Revenge: Eleven Dark Tales by Yoko Ogawa

revengeRevenge: Eleven Dark Tales by Yoko Ogawa (Picador, Jan. 2013)-When I began reading Afternoon at the Bakery, the first story in Revenge, the new collection by Yoko Ogawa, it didn’t take me long to realize I was in for something special. In Afternoon at the Bakery, a woman celebrates the birthday of her dead son at a local bakery, and then in the next story, Fruit Juice, a melancholy girl invites a boy to go to dinner with her wealthy father, as her mother withers away in the hospital. They soon lose touch and 20 years later, the boy, now a man, calls the girl, who tells him how grateful she was to have him there. She is the same girl working at the bakery in the first story.

In Old Mrs. J, a writer, whose landlady grows carrots that look like human hands, finds out that the landlady is actually a murderer. In Lab Coats, a hospital secretary finds out that a coworker plans to kill the doctor that she’s been having an affair with, and in Sewing For the Heart, a bagmaker is commissioned to make a bag for a woman whose heart beats outside of her chest and whose lovely voice graces a local nightclub. The bagmaker must craft the bag to conform to every artery, every vein while protecting the delicate membrane that surrounds her heart, and it’s clear that by the end of the story, it’s his heart that she’s stolen, and love can drive us to do terrible things. Disturbing and disturbingly intimate, Sewing For the Heart especially stuck with me, as did Welcome To the Museum of Torture, in which a woman, spurned by her boyfriend, visits the titular museum, and gets a few ideas on how to get even.

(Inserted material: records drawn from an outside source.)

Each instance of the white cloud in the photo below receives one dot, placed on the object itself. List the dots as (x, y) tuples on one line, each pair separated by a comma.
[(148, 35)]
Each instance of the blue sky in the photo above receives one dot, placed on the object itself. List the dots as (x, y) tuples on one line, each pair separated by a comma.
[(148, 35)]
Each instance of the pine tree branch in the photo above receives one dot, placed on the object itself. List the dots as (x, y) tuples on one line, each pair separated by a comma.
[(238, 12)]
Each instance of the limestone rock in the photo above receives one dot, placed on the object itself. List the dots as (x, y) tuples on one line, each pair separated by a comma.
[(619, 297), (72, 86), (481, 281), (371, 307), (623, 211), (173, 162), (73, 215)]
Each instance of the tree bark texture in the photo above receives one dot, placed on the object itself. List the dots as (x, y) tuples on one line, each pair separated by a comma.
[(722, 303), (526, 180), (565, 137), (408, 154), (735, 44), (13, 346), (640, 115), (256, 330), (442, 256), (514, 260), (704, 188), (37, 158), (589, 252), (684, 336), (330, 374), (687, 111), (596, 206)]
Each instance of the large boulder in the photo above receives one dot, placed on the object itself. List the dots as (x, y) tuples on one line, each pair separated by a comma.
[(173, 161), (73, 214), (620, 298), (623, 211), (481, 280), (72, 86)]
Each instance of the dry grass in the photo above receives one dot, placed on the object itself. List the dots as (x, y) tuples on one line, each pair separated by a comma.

Each story builds on the last and if you find yourself with questions about a character in a particular story, you’ll most likely find out their fate in the next, and it’s partly these little “a-ha” moments that add depth and intrigue to these stories. The collection resonates with subtle menace, of horror lurking right below the surface of everyday life, and the author’s stark prose serves to highlight the desperation, sorrow, and yes, revenge that lies coiled in the hearts of these characters.